À Marseille, de nombreux commerçants et entrepreneurs possèdent des véhicules anciens.Mais dès le mois de septembre, il ne sera plus possible de rouler dans le centre-ville sans vignette Crit’air.Cette mesure les met quelque peu dans l’impasse.
Sur les routes de Marseille, le camion à pizza de Bruno n’est plus tout jeune. Il roule depuis 45 ans. Et sur son tacot, pas de vignette Crit’air. “Il n’y a pas de vignette. Un véhicule de 1978, c’est hors catégorie”, explique Bruno.
Pour pouvoir continuer de rouler en centre-ville, il va devoir se débarrasser de son camion dès le week-end prochain. Il en a commandé un nouveau pour 56.500 euros d’occasion. Il a dû contracter un nouvel emprunt. "De toute façon, c’est ça ou on va être obligés d’arrêter de travailler. On ne nous a pas laissé le choix. On fait un crédit, on recommence à zéro. Avec les mêmes risques financiers.

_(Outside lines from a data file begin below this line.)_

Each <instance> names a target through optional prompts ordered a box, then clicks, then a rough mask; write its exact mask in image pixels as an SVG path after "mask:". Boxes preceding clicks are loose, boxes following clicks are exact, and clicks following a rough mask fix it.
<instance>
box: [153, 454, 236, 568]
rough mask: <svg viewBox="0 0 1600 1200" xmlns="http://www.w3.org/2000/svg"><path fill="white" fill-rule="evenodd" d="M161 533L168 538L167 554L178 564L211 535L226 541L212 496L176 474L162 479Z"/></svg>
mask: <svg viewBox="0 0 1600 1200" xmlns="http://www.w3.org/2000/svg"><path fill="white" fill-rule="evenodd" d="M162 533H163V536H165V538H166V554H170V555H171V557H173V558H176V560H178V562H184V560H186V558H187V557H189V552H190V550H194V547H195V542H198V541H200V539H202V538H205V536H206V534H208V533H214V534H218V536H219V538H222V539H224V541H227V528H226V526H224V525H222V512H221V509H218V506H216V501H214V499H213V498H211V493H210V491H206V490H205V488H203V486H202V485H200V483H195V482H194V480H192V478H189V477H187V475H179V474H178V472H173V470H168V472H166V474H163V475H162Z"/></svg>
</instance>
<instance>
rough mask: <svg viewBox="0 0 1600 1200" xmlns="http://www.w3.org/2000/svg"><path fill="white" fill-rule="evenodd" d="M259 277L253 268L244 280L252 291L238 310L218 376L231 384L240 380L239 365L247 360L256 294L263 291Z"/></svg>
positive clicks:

Ça tue le petit commerce", déplore-t-il.
Et quand on lui dit qu’il pollue l’atmosphère, Bruno répond que la ZFE (zone à faible émission) n’est pas la solution. "On jette du matériel qui est en état de fonctionner, sans le recycler, pour en prendre du nouveau. On se donne bonne conscience. On ne fait que la mesure ici sur la ville de Marseille, on se dit effectivement oui ça pollue moins, sauf que tout ce que tu as fait fabriquer en Chine et ailleurs, c’est sur eux que ça émet", poursuit Bruno.
De nombreux entrepreneurs doivent changer de véhicule
Sur le marché du centre-ville, beaucoup d’entrepreneurs ont le même discours. Ici, très peu de camions sont flambants neufs. Ce primeur va lui aussi devoir changer de véhicule. "Nous avons deux camions : un Crit’air 3 et un Crit’air 4. Les finances ne nous permettront pas de changer en si peu de temps. Ça, c’est pas possible", affirme-t-il.
Consciente du problème, la mairie assure qu’une tolérance sera appliquée lors de la mise en œuvre. "L’objectif, c’est bien sûr qu’on respire un air plus pur, mais à l’heure actuelle, il est très compliqué de verbaliser des personnes qui n’ont pas d’autre choix que d’utiliser leur voiture individuelle. On ne choisit pas de garder un véhicule ancien. C’est souvent qu’on ne peut pas acquérir un véhicule plus récent", admet Audrey Gatian, adjointe (DVG - Printemps marseillais) à la mairie de Marseille en charge des mobilités.
"Trois ans de perte d’espérance de vie liée à la pollution atmosphérique, dans le centre de Marseille"
Le calendrier est toutefois maintenu. À Marseille, l’enjeu de santé publique est primordial. "On sait par exemple que dans le centre de Marseille, on peut aller jusqu’à trois ans de perte d’espérance de vie liée à la pollution atmosphérique alors que si on va en périphérie de la ville, dans les zones rurales, les impacts sont bien moindres", déclare Dominique Robin, directeur d’Atmosud.
Pour se mettre en règle, certains entrepreneurs ont trouvé une solution accessible aux petits budgets. Marc Venaut a opté pour la location avec option d’achat pour changer ses véhicules. "Ça varie entre 400 et 500 euros par mois pour un véhicule, donc si vous en faites deux, ça fait 1000 euros", soupire-t-il. Neuf, un véhicule comme celui qu’il a choisi coûte environ 30.000 euros.
À partir de septembre, c’est plus de 20% des utilitaires français qui ne pourront plus circuler dans le centre de Marseille.